I’m perplexed here regarding character sets and key limits.
It appears that the php-gacl database will not work if forced to a UTF-8 character set, because some of its key/indexes limits break 1000.
For example, if i create table by command:
create database openemr default character set utf8;
Then run the install script (choose i’ve already made the database), then i get several of these errors:
1071: Specified key was too long; max key length is 1000 bytes
Am I missing something, or would it be best to ensure the php-gacl database is utf8 compatible (probably simple to do). If i do reduce sizes of indexes/keys though will that make it difficult for migrating data (ie if a user wants to migrate their external php-gacl data into the embedded gacl database).
I’m looking at the GACL database structure and don’t understand how the database key is exceeding 1000 characters. I’ve read the forum posts describing the trouble but I can’t figure out how using three fields totalling 471 characters goes past the 1000 character limit.
Have you done research into why this is happening?
utf8 is a multi-byte character set. In Mysql, 1-3 bytes are stored for each character. In the index, I see that they choose to store 3 bytes regardless of the character’s actual length, so that limits you to 333 chars.

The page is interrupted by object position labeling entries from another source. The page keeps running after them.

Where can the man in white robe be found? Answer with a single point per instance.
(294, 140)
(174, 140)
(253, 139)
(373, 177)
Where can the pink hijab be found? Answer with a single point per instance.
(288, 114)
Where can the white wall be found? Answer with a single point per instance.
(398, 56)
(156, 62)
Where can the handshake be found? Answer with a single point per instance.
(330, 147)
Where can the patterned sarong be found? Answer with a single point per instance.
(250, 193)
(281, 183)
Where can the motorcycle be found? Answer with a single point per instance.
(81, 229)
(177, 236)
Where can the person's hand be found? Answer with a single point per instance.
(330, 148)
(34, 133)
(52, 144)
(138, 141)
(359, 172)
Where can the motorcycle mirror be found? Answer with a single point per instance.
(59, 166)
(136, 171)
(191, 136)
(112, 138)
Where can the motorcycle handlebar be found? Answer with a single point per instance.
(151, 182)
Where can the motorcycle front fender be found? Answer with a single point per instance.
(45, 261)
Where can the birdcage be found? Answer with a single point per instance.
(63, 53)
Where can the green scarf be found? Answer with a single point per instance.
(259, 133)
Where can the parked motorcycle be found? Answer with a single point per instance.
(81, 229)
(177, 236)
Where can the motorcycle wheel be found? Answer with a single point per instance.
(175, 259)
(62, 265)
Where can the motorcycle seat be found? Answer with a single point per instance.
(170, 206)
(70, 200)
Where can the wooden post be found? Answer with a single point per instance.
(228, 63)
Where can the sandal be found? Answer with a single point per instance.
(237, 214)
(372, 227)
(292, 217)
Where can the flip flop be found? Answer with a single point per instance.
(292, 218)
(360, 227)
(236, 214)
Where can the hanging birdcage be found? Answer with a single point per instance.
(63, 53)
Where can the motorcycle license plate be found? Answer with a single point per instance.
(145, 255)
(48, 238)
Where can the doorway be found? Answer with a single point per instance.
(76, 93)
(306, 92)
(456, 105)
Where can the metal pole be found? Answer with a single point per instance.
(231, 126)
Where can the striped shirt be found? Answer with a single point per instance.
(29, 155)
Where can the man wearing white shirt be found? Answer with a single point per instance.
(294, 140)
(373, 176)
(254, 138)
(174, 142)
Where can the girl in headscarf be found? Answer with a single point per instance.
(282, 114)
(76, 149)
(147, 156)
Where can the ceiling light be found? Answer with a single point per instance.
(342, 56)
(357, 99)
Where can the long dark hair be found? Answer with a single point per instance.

Been taking a crash course in MySQL especially in regards to UTF-8. The default out of box MySQL settings are the ‘latin1’ character set and ‘latin1-swedish-ci’ collation, so this problem will only happen with users/developers who go out of their way to change the mysql defaults to UTF-8 (generally a bad idea if want to stay compatible with legacy applications).
There doesn’t seem to be any plans by MySQL to change their default character set of ‘latin1’ (MySQL 6 user manual still reports this is the default). Although it does appear like there are some in the debian threads that would like to change default character set to UTF-8; but again this wouldn’t be good for any legacy apps.
Although most of OpenEMR’s database is in UTF-8 format (there are actually some tables that are still ‘latin1’), it does fine because it actually explicitly creates these tables in UTF-8 (thus over-riding the ‘latin1’ default of mysql).
Converting php-gacl to UTF-8 doesn’t appear as simple as I initially thought. If the database creation script was a normal mysql script then it’s simple to limit the size of indexes and keys without decreasing the size of the actual data fields. However, php-gacl’s database installation script is in a XML ADODB schema, which doesn’t seem to allow this.
So, considering the time/testing required and the small audience whom are effected, I’m thinking the conversion of php-gacl to UTF-8 could be postponed until after 3.0 release (unless somebody knows of a very simple way to do it). It could be done along with a ADODB upgrade in future version of openemr.